Joseph Ford, whose Campus Steaks opened at 119 S. Pugh St. in State College in 2023, was also ordered by a Montgomery County judge to pay $407,207 in restitution to customers in six counties who paid for work his company never performed, according to the Montgomery County District Attorney’s Office.
Ford, 55, pleaded guilty in January to 74 felony counts of deceptive business practices.
According to affidavits of probable cause, Ford’s 1st Call Electric failed to install generators or perform other electrical work for which it accepted payments between December 2020 and October 2022.

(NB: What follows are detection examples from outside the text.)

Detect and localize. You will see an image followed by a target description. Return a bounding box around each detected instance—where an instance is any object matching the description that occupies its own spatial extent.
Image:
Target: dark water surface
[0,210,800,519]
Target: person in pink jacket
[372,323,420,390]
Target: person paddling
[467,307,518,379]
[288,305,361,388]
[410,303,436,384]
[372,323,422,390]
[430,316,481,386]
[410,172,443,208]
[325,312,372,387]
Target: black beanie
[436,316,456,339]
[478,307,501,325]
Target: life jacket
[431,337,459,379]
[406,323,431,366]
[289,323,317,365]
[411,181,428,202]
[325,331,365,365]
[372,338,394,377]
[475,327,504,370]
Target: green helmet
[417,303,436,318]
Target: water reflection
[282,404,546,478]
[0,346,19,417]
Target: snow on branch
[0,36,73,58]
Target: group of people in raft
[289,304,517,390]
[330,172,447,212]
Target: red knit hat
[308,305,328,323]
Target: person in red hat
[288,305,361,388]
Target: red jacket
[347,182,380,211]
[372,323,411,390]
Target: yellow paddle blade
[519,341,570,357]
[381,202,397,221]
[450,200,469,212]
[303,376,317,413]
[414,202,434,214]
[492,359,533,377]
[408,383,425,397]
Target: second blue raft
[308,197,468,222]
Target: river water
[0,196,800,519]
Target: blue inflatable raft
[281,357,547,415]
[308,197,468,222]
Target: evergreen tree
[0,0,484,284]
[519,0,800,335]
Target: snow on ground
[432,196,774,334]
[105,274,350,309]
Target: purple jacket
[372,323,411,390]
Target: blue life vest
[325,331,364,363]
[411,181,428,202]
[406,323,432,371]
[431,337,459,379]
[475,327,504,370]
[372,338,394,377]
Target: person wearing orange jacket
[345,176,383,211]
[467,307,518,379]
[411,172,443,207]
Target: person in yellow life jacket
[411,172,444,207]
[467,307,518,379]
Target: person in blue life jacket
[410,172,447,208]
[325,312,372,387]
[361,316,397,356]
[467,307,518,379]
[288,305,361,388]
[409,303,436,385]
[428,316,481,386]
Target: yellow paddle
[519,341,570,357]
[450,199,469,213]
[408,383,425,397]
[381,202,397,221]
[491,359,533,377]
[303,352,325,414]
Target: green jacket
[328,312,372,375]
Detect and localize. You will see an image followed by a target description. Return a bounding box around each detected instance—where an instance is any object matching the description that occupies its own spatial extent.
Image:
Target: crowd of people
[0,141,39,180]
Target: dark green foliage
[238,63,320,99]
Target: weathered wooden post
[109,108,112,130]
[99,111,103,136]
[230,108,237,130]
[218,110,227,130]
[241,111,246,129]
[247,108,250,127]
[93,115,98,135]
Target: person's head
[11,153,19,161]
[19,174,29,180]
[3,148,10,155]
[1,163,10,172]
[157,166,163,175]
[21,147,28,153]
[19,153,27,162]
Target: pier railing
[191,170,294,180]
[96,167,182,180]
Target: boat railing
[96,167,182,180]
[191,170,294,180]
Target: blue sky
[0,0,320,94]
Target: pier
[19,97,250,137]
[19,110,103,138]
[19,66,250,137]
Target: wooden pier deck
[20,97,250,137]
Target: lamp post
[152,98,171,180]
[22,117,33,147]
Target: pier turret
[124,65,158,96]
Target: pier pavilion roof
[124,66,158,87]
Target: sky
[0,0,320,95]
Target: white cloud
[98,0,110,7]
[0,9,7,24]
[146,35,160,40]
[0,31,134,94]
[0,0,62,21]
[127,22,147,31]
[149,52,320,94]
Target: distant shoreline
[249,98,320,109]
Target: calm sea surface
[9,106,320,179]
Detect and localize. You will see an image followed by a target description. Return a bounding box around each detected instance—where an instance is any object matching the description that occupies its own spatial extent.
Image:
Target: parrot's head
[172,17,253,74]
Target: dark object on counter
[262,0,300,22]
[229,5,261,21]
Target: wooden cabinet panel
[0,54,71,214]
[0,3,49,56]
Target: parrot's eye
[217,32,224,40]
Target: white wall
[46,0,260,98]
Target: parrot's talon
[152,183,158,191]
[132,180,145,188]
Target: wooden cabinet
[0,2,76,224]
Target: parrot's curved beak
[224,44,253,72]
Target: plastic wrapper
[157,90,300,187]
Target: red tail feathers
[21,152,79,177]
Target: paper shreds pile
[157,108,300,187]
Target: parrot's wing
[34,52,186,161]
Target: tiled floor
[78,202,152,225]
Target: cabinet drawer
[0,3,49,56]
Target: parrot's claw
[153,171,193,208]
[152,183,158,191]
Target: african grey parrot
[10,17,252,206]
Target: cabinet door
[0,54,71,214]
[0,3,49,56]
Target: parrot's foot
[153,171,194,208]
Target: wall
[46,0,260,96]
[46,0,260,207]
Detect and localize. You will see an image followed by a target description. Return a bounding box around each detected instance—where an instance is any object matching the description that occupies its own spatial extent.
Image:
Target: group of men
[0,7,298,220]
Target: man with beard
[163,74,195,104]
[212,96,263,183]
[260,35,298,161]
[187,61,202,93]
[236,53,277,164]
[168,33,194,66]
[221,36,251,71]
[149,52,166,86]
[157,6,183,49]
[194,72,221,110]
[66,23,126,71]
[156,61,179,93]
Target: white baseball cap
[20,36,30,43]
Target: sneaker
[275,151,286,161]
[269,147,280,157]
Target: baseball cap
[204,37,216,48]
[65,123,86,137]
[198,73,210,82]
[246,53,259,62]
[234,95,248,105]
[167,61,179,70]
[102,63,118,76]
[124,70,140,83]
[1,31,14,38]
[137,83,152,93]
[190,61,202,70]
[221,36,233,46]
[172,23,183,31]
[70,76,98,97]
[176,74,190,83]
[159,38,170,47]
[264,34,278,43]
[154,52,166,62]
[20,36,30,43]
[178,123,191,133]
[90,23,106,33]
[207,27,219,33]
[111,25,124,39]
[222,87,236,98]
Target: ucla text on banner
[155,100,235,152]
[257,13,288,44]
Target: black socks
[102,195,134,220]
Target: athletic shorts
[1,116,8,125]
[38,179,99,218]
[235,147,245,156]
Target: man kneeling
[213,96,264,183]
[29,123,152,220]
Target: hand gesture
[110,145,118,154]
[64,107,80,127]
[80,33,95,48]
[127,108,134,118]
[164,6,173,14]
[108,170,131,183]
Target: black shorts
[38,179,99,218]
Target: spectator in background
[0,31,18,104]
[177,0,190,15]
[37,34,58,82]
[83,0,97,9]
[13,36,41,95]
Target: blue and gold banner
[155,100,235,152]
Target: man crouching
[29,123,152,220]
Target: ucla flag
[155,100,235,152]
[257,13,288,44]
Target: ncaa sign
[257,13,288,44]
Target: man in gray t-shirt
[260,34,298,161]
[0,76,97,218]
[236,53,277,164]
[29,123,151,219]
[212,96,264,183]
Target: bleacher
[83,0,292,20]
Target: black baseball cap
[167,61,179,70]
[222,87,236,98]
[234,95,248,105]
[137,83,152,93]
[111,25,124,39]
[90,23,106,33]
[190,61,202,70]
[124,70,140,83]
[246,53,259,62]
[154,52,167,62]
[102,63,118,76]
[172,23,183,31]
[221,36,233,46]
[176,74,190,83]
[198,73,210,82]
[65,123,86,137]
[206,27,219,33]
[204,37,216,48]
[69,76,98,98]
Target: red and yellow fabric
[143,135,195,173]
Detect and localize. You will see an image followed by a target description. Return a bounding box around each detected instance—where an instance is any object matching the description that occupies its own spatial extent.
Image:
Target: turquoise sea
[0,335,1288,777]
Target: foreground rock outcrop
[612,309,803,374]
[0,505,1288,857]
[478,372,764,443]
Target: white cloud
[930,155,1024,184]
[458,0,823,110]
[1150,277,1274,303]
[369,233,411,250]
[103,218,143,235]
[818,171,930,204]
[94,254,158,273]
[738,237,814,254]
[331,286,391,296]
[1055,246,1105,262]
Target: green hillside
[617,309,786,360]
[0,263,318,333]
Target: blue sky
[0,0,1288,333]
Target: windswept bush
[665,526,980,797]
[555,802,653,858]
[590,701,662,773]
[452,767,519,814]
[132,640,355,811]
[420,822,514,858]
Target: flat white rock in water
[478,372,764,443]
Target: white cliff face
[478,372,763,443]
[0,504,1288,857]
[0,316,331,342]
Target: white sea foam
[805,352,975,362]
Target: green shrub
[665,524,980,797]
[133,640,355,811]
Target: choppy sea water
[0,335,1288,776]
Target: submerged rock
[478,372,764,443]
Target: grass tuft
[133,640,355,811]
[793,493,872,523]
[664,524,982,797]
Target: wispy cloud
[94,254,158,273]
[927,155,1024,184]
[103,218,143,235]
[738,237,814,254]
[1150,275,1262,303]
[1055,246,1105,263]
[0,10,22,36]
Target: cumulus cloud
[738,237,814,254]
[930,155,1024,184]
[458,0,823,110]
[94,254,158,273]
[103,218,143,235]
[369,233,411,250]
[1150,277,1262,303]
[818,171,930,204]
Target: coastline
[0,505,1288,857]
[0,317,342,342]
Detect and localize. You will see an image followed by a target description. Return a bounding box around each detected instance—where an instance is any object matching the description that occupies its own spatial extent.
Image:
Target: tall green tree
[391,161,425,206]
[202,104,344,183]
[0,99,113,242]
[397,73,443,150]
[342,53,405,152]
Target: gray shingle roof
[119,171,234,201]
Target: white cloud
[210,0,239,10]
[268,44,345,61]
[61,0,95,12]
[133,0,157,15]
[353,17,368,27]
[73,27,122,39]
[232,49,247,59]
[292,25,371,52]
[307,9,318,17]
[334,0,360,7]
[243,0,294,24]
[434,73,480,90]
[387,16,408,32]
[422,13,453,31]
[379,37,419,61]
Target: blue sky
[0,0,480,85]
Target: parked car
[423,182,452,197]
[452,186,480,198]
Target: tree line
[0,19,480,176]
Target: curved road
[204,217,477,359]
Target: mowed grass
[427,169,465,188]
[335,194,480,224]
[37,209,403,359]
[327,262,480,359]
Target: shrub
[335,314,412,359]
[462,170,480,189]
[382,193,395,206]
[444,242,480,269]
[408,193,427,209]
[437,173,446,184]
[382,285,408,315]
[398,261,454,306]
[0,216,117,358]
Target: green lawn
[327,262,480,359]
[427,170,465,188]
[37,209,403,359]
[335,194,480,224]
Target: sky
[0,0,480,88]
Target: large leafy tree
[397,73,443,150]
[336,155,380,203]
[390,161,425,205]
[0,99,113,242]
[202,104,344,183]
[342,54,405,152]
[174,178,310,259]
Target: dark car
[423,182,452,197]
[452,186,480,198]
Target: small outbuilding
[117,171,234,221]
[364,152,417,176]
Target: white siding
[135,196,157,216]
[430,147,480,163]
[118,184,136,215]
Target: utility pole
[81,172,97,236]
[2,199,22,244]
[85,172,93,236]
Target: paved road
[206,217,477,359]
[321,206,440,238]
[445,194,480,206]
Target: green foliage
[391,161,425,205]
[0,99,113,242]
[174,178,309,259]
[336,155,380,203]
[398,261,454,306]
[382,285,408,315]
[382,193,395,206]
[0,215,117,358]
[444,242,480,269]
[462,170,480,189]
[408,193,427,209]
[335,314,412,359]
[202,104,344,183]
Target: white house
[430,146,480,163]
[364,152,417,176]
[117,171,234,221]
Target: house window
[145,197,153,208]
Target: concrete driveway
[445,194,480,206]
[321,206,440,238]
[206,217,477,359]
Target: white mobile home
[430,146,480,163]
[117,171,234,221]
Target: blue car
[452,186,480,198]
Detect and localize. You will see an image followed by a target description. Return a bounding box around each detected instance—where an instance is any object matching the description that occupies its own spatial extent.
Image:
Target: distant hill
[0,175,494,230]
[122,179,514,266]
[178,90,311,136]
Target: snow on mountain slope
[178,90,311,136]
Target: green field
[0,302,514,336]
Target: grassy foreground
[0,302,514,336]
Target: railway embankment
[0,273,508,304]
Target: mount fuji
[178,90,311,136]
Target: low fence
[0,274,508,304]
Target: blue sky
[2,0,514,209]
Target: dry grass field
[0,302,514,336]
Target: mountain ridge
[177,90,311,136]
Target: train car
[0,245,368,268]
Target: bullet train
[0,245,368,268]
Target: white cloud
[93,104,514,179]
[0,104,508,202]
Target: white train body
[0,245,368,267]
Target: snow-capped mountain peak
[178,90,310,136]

Payments from homeowners and a business in Montgomery, Bucks, Berks, Chester, Delaware and Philadelphia counties ranged from $1,419 to $16,450.
The cases were consolidated in Montgomery County, and a trial had been scheduled for January before Ford entered a plea. He was initially charged in 2023 with more than 350 counts. The remaining charges were dismissed.
Ford told StateCollege.com in January that supply-chain issues and subsequent bad advice led to the failure to perform the promised services.
“I was in business for 31 years and we’re rated a five-star electrical contractor for all those years,” Ford said. “COVID beat us up with the generators, with the supply chain and everything like that. We couldn’t keep up on jobs obviously with lack of materials and supplies. I talked to a lawyer and he gave me bad advice. He told me to shut down. We shut down and obviously we didn’t do it the right way. “
Ford said at the time that he was cooperating with prosecutors and hoped to pay restitution and move on.
He has been the most visible face of Campus Steaks, but Ford said in January he did not expect the case would impact the restaurant, which has other owners.